The house was welcoming inside, delightful in a Down East practical way. The high ceilings were of an era before the numerous ranch style homes were built on housing tracts, themselves to be succeeded by homes with solar heating that tucked into the natural contours of the land.

Before they even got settled in, Marybeth’s cousin Matt dropped by, obviously curious about her visitors. He deposited a box of lobsters on the kitchen table. The introduction was followed shortly by an invitation to accompany him the next time he went out to check his lobster pots and do a little whale watching afterward. All visitors wanted to do some whale watching, Matt informed them.

They accepted Matt’s offer, Trip with delight, T’Pol with trepidation. T’Pol had taken a look at the incoming tide rushing under the bridge to Campobello Island in the Lubec Narrows, when Marybeth pointed it out on their way to her house. She had read up on the Bay of Fundy on her wireless padd on the flight to Maine: photos of boats stranded on their sides on the sand when the low tide had retreated out from beneath them, then riding high when the tide returned. This was nothing like anything on Vulcan.

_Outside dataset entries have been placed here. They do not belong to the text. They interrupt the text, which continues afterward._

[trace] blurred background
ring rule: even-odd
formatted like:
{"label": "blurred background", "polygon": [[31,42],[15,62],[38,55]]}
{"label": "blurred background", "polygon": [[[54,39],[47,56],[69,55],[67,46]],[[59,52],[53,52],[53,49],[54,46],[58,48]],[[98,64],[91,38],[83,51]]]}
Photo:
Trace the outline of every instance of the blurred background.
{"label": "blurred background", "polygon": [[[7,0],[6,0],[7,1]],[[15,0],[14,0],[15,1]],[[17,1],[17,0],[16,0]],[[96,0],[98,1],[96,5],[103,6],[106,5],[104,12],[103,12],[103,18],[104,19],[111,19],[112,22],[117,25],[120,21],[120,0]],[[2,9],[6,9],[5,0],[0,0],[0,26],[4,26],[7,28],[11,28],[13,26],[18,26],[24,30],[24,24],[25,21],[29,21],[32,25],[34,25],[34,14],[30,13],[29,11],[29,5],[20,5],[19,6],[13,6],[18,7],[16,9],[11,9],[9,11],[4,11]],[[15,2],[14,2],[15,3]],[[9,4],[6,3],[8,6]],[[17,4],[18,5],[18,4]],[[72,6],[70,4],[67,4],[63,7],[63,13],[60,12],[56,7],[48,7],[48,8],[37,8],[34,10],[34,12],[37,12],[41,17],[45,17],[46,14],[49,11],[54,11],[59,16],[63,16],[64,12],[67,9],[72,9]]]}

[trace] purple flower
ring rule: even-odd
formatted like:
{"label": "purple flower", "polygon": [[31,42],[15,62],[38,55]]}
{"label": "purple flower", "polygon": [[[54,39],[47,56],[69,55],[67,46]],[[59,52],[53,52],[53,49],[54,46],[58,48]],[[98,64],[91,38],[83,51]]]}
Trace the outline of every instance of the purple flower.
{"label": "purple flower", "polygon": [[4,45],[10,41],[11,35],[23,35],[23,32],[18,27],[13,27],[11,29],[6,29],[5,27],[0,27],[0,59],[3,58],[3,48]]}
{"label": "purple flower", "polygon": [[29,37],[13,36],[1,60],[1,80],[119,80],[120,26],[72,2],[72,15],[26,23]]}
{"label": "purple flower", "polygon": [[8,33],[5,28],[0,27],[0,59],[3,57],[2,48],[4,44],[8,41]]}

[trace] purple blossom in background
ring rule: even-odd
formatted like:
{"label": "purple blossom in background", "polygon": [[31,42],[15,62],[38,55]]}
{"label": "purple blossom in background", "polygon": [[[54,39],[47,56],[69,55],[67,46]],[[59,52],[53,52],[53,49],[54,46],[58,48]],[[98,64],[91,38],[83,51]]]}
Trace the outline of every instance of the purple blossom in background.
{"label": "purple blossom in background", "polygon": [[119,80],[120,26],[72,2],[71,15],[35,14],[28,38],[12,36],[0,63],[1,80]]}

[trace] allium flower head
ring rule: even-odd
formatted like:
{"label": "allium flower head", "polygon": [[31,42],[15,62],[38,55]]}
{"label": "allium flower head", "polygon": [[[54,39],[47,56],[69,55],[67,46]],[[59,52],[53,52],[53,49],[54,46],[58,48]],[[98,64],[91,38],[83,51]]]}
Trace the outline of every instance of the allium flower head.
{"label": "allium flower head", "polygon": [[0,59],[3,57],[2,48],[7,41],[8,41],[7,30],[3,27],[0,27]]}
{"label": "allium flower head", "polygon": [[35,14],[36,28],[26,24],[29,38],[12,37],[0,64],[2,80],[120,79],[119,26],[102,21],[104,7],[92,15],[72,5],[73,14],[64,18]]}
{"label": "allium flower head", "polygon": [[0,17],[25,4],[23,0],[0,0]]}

T’Pol later stood in their bedroom with her arms crossed. “Why don’t we go clam digging instead? At low tide, the beach goes out very far and the clams are plentiful.”

“T’Pol, Marybeth said that clam digging was done by people who had no other way to earn a bit of extra cash, especially the local kids. I don’t want to poach on their territory.”

She considered this logical and abandoned the argument. Most of the time her Trip was correct. Trying something new, like deep water boating, would be fun when she overcame her Vulcan stubbornness, as he called it. She crossed the room, her feet enjoying the hard wood of the floor, then the corded feel of the braided area rug, then the floor again, as she entered the bathroom to freshen up before dinner. She really was looking forward to exploring yet another of the Terran environments which seemed as diverse as the cultures which populated this world.

**********

T’Pol was kneeling on the wooden boardwalk watching a mosquito slowly abandoning its struggles inside a pitcher plant, so Trip whipped out his camera and snapped off a shot. “Hey, Hon, on Earth even plants eat meat.”

“So I am observing. I read about this when I was in school on Vulcan.”

“But not curious enough to take a holiday to observe this when you lived at the Vulcan compound in San Francisco?”

“No. It was not relevant to my duties there.”

“See what you were missing? All these nice vacations.”

“True. But this is not supposed to be a vacation. We are on a mission for your mother’s school friend.”

Having reminded herself of the mission, T’Pol stood and slowly turned in a circle to scan the bog. A child could surely see a strange man approaching for quite a distance from the center of the bog. But near the entrance at either end of the boardwalk, a man could emerge from the trees suddenly. “Where was Jennifer standing when she saw her vampire?”

“At the ocean side of the boardwalk. The man was approaching from the other side of the bog.”

“And she was picking needles to make Labrador tea?”

“Right,” said Trip. “She glanced up, saw that he was just entering the bog from the far side, and thought she had time to harvest all she needed before he got close enough to see what she was doing. When she looked up again, he was right in front of her. ‘He flew,’ she said.”

“Upon questioning, she admitted that she did not actually observe him in flight,” said T’Pol. “He just arrived more quickly than she thought was possible. Hence he must be a vampire.”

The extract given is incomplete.